MARGRET AMBÜHL, DAVOS-GLARIS GR: Ich bin masslos enttäuscht über den Schweizer Bauernverband, dass er die Initiative gegen Masseneinwanderung ablehnt. Was ist Ihnen wichtiger, einzustehen für das Volk und den Bauernstand oder lieb Kind sein in Bern?

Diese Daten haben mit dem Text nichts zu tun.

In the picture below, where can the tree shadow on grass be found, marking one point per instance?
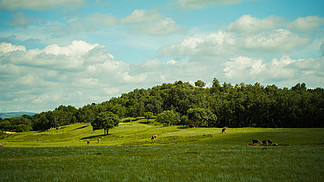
(91, 137)
(183, 127)
(144, 122)
(81, 127)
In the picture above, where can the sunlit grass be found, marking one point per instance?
(179, 154)
(183, 162)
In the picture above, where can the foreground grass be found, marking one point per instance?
(179, 154)
(181, 162)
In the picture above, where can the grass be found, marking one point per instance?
(179, 154)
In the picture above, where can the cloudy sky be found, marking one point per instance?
(76, 52)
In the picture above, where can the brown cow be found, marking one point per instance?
(267, 142)
(224, 130)
(154, 137)
(191, 126)
(256, 141)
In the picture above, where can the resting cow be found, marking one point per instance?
(154, 137)
(256, 141)
(191, 126)
(224, 130)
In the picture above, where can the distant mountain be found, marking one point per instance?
(15, 114)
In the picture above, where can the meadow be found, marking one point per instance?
(179, 154)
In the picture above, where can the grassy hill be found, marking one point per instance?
(179, 154)
(15, 114)
(139, 133)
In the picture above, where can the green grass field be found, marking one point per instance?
(179, 154)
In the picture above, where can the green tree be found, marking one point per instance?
(5, 125)
(106, 121)
(168, 118)
(148, 115)
(200, 83)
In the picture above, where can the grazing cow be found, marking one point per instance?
(256, 141)
(267, 142)
(224, 130)
(154, 137)
(191, 126)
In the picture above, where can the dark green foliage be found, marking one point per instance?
(200, 83)
(106, 121)
(202, 117)
(240, 105)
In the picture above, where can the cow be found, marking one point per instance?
(154, 137)
(267, 142)
(256, 141)
(224, 130)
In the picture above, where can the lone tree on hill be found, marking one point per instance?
(106, 121)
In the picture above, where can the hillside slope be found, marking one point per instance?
(139, 133)
(15, 114)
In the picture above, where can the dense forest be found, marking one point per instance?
(180, 103)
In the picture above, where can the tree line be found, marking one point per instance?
(180, 103)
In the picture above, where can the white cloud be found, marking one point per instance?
(249, 24)
(279, 40)
(38, 4)
(203, 46)
(75, 74)
(307, 24)
(276, 71)
(7, 47)
(151, 22)
(197, 4)
(142, 16)
(102, 19)
(19, 19)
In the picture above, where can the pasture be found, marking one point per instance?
(178, 154)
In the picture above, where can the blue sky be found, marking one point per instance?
(76, 52)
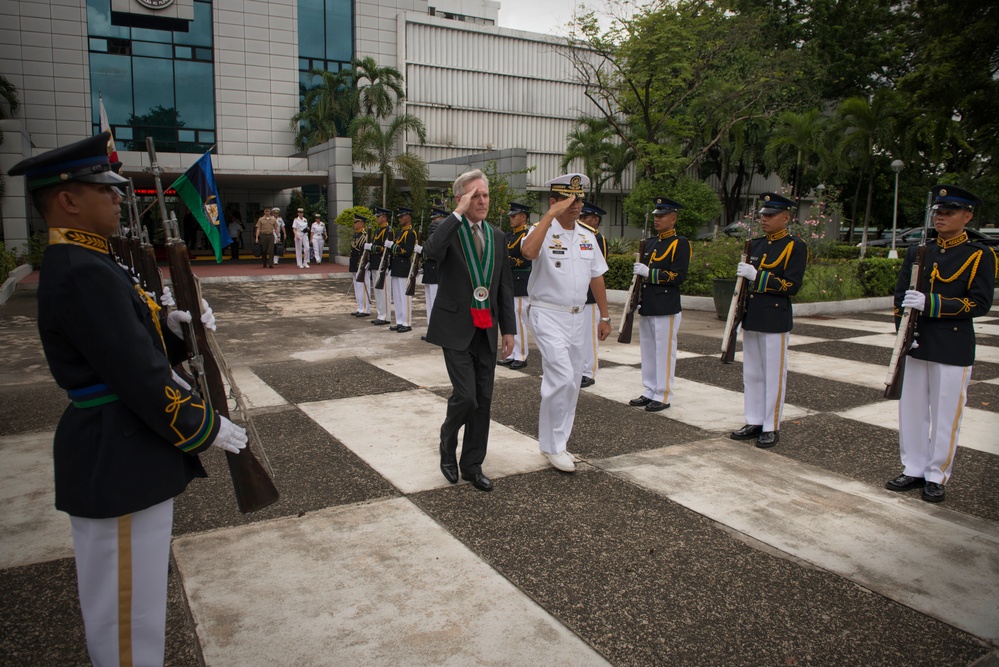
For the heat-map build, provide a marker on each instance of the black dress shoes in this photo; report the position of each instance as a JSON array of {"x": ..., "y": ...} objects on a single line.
[
  {"x": 747, "y": 432},
  {"x": 479, "y": 481},
  {"x": 768, "y": 439},
  {"x": 933, "y": 492},
  {"x": 905, "y": 483},
  {"x": 449, "y": 466}
]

MARKUS RITTER: Der Vorstand des SBV hat seine Parole auf der Empfehlung der zuständigen Fachkommission aufgebaut. Der Entscheid in der Fachkommission fiel mit 10 zu 0 Stimmen sehr deutlich aus. Der SBV ist den Interessen der Bauernfamilien verpflichtet. Die Verfügbarkeit von Mitarbeitern aus der EU hat für viele Betriebe mit Spezialkulturen eine hohe Bedeutung. Zudem sind die bilateralen Verträge für den Erfolg der gesamten Volkswirtschaft ein zentraler Pfeiler. Dieser Erfolg sichert stabile Bundesfinanzen und damit auch unsere Direktzahlungen.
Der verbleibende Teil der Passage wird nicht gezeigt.